Interview with shortlisted author Ibrahim Nasrallah
Where were you when the shortlist was announced and what was your reaction to the news?
I was in Amman. I was definitely happy the novel was shortlisted.
You were shortlisted in 2009 for Time of White Horses. Does it feel different to be shortlisted today?
The prize was new then, but it really took the Arab cultural scene by storm, so when Time of White Horses was shortlisted it was nice. There were a lot of novels competing in that round and getting shortlisted gave it a push, by getting it translated into English despite its length. And it’s nice that it’s still being reprinted and is still one of the best-selling novel even more than ten years after it came out.
As for being in the shortlist with The Second War of the Dog, I feel the same, but what is different with this novel is that because it tackles the future it gives me hope that writers should not stop experimenting and renewing. There is always someone who appreciates it, be it readers, critics or judging panels in the case that it is nominated for a prize.
What are you reading now? Which authors influenced you as a novelist?
Lately I’ve been reading the manuscripts of a few of my author friends. As for the authors that influenced me, I think every writer who wrote a good work has impacted me, be it a literary, intellectual or artistic book and whether the writer is Arab or not.
This is your first “science fiction” novel. How did you find writing this genre?
The best thing about this experience is that it awoke new spaces in my mind and imagination, and posed questions that I had never asked myself before. I had to create a future with inventions that don’t exist today in the fields of cinema, education, repression, transportation and even cosmetic surgery! I had to create this future in order to reach the essence of people’s relationship to the future and to try to answer some of the big questions that have occupied mankind, like war, love, possession, greed, self and other, the past and the future.
Rashed starts out in the opposition, but after he is detained and tortured, he switches sides and decides to benefit from the regime. Is he based on a real character?
I cannot say this character is based on a specific real character, but it is an intensified model showing the extremes that a person can reach anywhere. And I say anywhere, because this novel is not about Arabs, but about people everywhere. A person who dedicates all his talent and energy to destroying others, to owning their souls and bodies, and controlling their destinies. I was always preoccupied with man’s relationship to authority in its different forms, be it military, security, religious or social. My novel series Balconies is largely concerned with this question.
The female characters in the novel are to a great extent passive, particularly Rashed’s secretary who agrees to undergo a transformation to look exactly like his wife without knowing beforehand, and the driver’s wife who at first seems smart, but then cannot recognize her husband from his lookalike. Why?

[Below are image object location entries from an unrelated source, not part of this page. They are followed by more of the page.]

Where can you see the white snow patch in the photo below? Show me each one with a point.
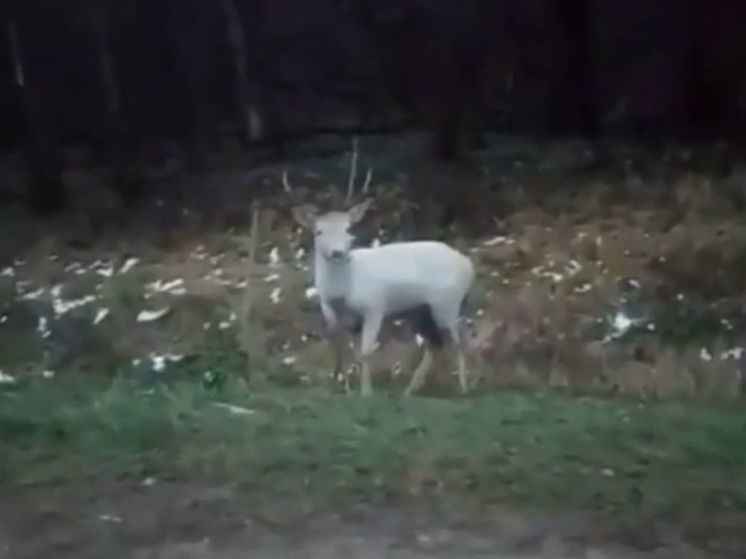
(150, 316)
(101, 314)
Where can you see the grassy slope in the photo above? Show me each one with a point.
(539, 449)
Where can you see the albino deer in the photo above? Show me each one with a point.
(423, 281)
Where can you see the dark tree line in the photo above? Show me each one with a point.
(119, 74)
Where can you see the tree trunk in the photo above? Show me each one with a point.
(577, 100)
(128, 179)
(250, 119)
(33, 76)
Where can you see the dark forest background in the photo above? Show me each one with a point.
(122, 76)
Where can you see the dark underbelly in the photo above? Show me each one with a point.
(420, 318)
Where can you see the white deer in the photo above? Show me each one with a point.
(424, 281)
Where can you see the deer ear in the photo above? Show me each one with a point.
(357, 212)
(305, 215)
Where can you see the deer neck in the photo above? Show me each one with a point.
(333, 279)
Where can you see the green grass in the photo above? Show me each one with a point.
(537, 449)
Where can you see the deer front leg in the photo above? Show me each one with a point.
(335, 336)
(371, 326)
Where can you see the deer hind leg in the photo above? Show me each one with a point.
(418, 377)
(448, 317)
(425, 325)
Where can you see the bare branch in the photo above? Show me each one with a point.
(285, 182)
(368, 178)
(246, 337)
(15, 53)
(353, 170)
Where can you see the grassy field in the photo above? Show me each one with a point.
(538, 449)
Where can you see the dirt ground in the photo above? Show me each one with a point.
(171, 520)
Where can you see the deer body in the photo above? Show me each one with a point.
(393, 278)
(425, 280)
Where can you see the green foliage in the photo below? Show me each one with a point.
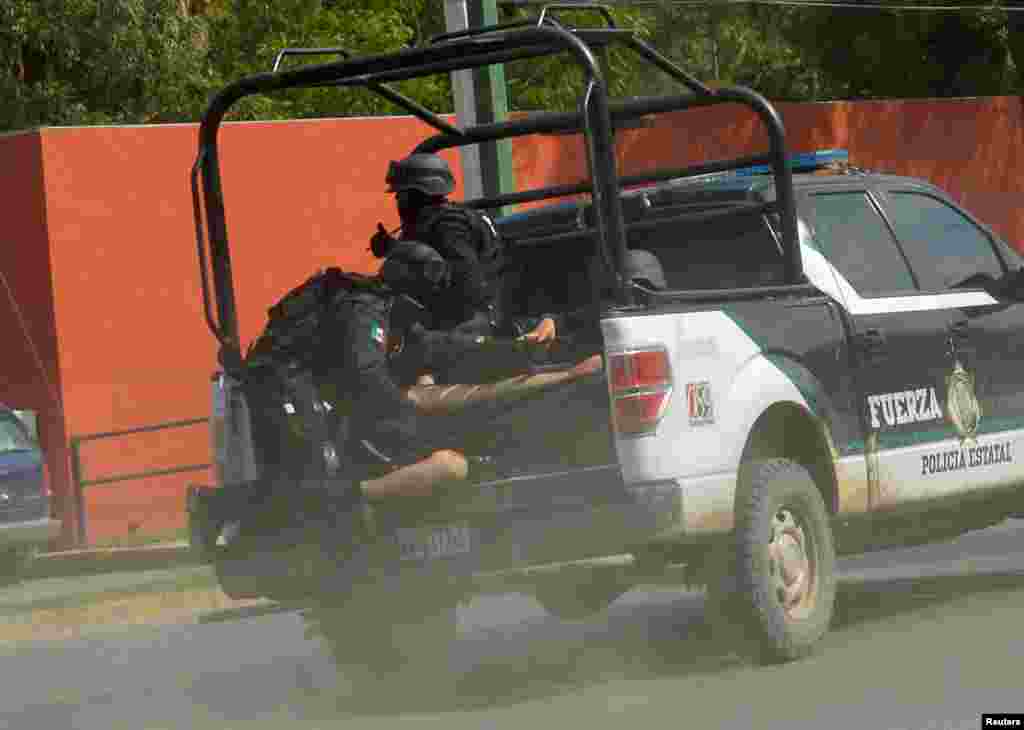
(906, 54)
(85, 61)
(117, 61)
(247, 35)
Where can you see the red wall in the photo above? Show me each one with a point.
(30, 377)
(133, 346)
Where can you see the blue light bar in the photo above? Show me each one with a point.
(804, 162)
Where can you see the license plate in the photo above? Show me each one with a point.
(433, 543)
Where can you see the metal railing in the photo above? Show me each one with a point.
(79, 483)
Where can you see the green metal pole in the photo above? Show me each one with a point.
(492, 99)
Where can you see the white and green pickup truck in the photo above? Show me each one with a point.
(830, 366)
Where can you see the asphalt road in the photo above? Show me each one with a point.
(925, 638)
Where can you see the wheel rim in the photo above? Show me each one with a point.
(792, 564)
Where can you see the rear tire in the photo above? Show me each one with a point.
(781, 591)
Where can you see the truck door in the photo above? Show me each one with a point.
(985, 399)
(900, 340)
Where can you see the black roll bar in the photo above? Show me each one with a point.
(464, 53)
(468, 49)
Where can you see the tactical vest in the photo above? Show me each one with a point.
(298, 425)
(484, 292)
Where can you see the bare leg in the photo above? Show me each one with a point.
(419, 479)
(452, 398)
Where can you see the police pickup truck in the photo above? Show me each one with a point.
(829, 367)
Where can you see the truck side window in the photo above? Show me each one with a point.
(943, 246)
(853, 237)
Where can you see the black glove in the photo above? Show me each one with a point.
(381, 242)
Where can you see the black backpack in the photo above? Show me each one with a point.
(298, 433)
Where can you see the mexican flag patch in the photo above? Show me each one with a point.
(377, 334)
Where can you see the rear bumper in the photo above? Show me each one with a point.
(38, 531)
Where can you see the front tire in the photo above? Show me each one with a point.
(784, 561)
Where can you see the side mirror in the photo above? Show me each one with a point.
(31, 421)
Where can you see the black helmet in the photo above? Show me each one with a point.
(427, 173)
(416, 269)
(643, 266)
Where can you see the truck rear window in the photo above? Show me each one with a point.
(730, 252)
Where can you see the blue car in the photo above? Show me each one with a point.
(25, 497)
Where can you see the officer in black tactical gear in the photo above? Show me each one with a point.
(383, 372)
(464, 237)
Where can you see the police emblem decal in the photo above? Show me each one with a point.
(699, 403)
(963, 408)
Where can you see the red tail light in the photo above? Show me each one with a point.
(641, 386)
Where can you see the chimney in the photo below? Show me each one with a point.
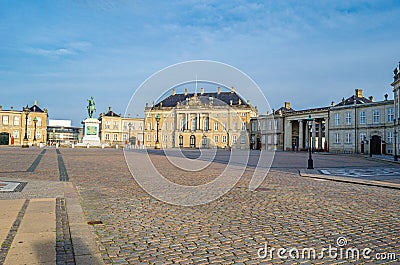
(359, 93)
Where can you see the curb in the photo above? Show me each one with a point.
(375, 183)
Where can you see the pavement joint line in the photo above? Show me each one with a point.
(64, 248)
(36, 162)
(61, 167)
(5, 246)
(375, 183)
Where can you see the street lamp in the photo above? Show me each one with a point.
(129, 135)
(26, 112)
(395, 141)
(157, 141)
(310, 161)
(34, 133)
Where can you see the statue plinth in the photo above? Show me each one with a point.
(91, 132)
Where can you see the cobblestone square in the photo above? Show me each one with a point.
(287, 211)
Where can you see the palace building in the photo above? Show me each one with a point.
(205, 120)
(118, 130)
(12, 125)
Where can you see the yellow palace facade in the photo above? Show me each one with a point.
(199, 120)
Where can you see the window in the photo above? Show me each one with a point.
(16, 120)
(390, 137)
(337, 119)
(348, 118)
(390, 115)
(235, 125)
(376, 116)
(363, 137)
(182, 125)
(215, 126)
(363, 119)
(206, 124)
(348, 138)
(5, 120)
(337, 138)
(194, 124)
(234, 139)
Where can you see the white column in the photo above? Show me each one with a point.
(301, 134)
(314, 133)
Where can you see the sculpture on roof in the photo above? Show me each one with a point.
(91, 107)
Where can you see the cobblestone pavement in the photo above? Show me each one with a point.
(287, 211)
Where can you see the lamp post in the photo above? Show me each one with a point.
(129, 135)
(26, 112)
(157, 146)
(34, 132)
(310, 161)
(395, 141)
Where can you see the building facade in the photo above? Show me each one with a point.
(12, 125)
(361, 125)
(63, 133)
(118, 130)
(204, 120)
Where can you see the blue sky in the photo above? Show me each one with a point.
(307, 52)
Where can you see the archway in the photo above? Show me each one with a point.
(376, 145)
(4, 138)
(193, 141)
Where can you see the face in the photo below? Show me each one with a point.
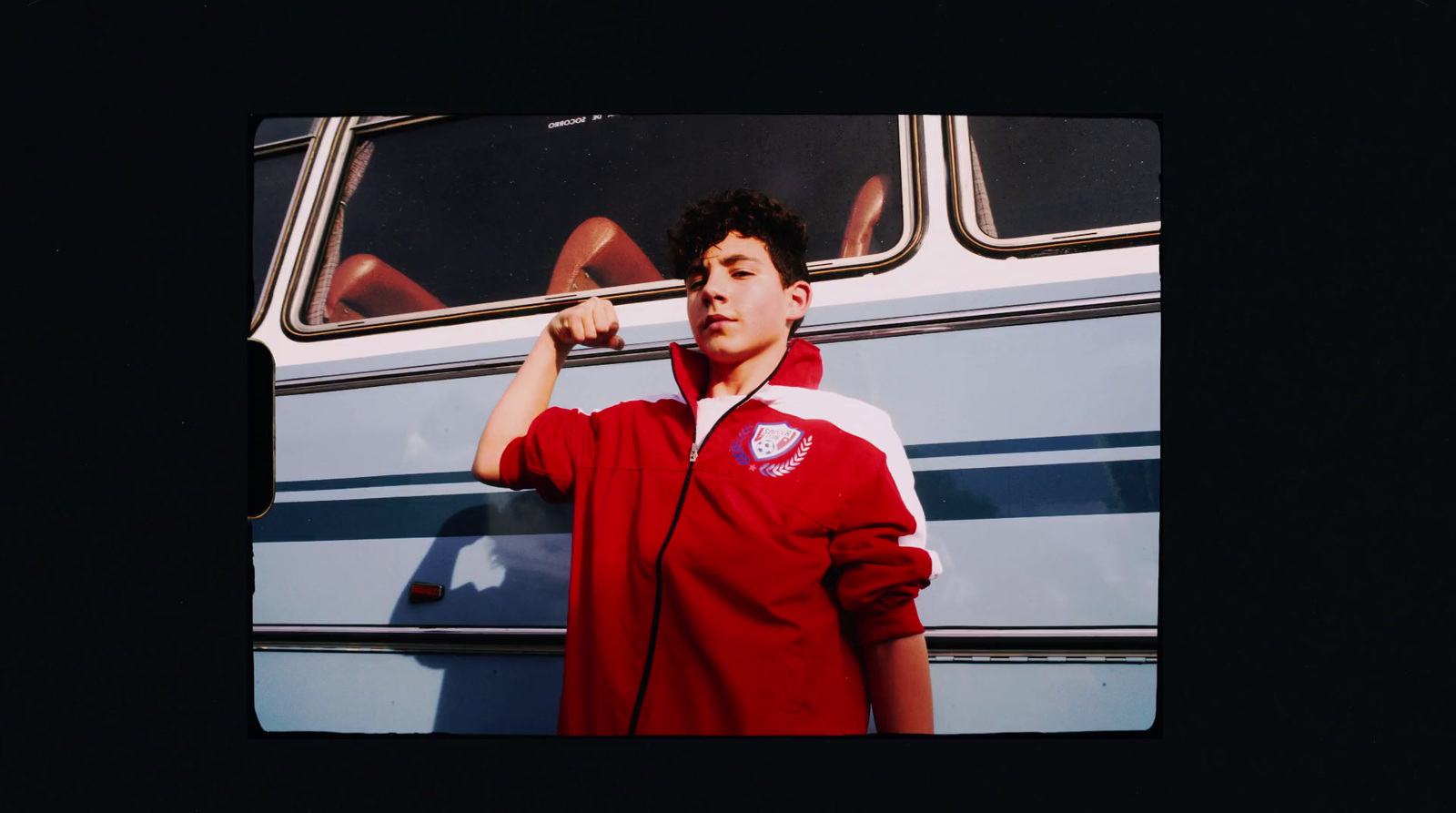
(735, 303)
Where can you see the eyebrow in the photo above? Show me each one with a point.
(734, 259)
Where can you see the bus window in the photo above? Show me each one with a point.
(1026, 181)
(280, 146)
(473, 213)
(273, 130)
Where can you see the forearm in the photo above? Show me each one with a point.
(528, 397)
(899, 674)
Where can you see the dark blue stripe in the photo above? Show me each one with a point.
(1113, 487)
(1111, 441)
(395, 517)
(1062, 443)
(375, 481)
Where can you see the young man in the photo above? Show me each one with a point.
(746, 555)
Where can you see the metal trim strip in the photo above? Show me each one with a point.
(878, 328)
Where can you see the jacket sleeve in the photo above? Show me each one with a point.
(548, 456)
(878, 573)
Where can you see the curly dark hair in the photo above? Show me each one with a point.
(752, 215)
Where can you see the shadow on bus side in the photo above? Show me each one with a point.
(499, 694)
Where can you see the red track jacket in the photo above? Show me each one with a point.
(730, 555)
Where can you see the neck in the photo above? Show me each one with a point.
(744, 376)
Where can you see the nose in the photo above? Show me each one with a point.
(711, 290)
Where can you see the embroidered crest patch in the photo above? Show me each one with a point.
(772, 441)
(759, 443)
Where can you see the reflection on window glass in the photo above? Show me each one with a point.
(480, 210)
(274, 179)
(273, 130)
(1048, 175)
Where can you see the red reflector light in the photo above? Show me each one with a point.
(426, 592)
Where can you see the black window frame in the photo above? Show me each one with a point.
(310, 257)
(960, 191)
(310, 143)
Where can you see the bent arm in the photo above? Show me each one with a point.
(899, 675)
(592, 322)
(528, 397)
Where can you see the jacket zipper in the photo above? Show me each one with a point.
(677, 513)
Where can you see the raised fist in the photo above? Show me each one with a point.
(592, 324)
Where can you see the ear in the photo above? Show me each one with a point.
(798, 298)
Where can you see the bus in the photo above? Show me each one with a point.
(990, 281)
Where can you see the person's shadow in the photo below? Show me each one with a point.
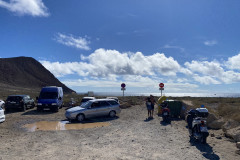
(205, 149)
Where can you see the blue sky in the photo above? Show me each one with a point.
(190, 46)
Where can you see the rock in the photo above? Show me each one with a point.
(211, 117)
(233, 133)
(229, 125)
(238, 145)
(212, 135)
(216, 124)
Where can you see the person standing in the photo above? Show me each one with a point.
(152, 105)
(149, 107)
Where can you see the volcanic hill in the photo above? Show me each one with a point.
(21, 74)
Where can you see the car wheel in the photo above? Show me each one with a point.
(80, 117)
(112, 114)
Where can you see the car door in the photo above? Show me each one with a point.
(26, 100)
(92, 110)
(104, 108)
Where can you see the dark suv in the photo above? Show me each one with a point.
(19, 102)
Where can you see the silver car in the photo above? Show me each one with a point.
(93, 108)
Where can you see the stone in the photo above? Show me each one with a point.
(216, 124)
(229, 125)
(234, 134)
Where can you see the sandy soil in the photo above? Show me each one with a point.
(129, 136)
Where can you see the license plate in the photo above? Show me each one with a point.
(203, 129)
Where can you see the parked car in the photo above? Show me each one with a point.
(2, 116)
(115, 98)
(50, 97)
(2, 104)
(85, 99)
(19, 102)
(93, 108)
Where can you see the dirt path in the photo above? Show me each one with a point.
(129, 136)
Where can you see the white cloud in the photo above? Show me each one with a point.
(205, 79)
(174, 47)
(106, 63)
(111, 67)
(206, 68)
(213, 72)
(234, 62)
(210, 43)
(26, 7)
(70, 40)
(145, 84)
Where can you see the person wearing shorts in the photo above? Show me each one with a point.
(152, 104)
(149, 106)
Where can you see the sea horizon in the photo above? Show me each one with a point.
(118, 94)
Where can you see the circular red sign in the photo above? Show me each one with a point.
(161, 85)
(123, 85)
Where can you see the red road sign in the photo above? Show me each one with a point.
(161, 85)
(123, 85)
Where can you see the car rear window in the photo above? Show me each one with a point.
(85, 99)
(113, 102)
(14, 98)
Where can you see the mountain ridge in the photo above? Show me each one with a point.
(27, 73)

It is a question of people not being content with their differences, their uniqueness, their selves. Women are not singled out as being passive, all the characters suffer from this. In fact the female characters in my novels are always fairly wonderful. This is the first time that I write from this perspective where everything in the future, men and women, creatures and nature are bleak. I believe the bleakness of nature is integral and provides a bleak image of human spirit in the era when the novel takes place.
The novel was mean to shock those who read it and it is remarkable that all the difficult experiences that I lived while writing it, which were very difficult, were conveyed to the readers who also experienced and suffered from them.
When it comes to the future of this small beautiful planet, and the fate of mankind, you cannot do anything short of shocking your readers. If the novel is this bold, it could startle readers who are looking for an easy or comforting read.
Extract from The Second War of the Dog
“What truly frightens me,” stated Dr. Rizq: “is that the phenomenon might go beyond specific individuals. In other words, each person might not just have two or three look-alikes, or even ten, or a hundred of them. Rather, this phenomenon might represent the first step toward our eventually taking the form of a single human being. We would all end up laughing, crying, getting angry, walking and whatever else exactly the way he does. This person might be a celebrity that we see often. It might be a singer or a TV personality, a famous football player, or a movie star! It might be a tyrant who’s still living, or a reformer. Imagine us all being tyrants, or even reformers, for that matter – I mean, all of us. What a nightmare that would be!”
As he spoke, he gazed steadily at the programme host without cracking a smile. Likewise without smiling, the show host interjected: “Then again, it might be a president, a king, an emir, an emperor, or whatever else! Or do you consider these unlikely scenarios?”
When Dr. Rizq appeared stumped, the show host posed the question to his other guest.
Turning to the Professor of Evolutionary Biology, he said: “We’ve heard reports – though I prefer to call them rumours, since I can hardly imagine the extent of the disaster if such a thing were actually to happen – of cases in which humans have started to resemble their pets. Do you believe things could come to that point, Dr. Usta?”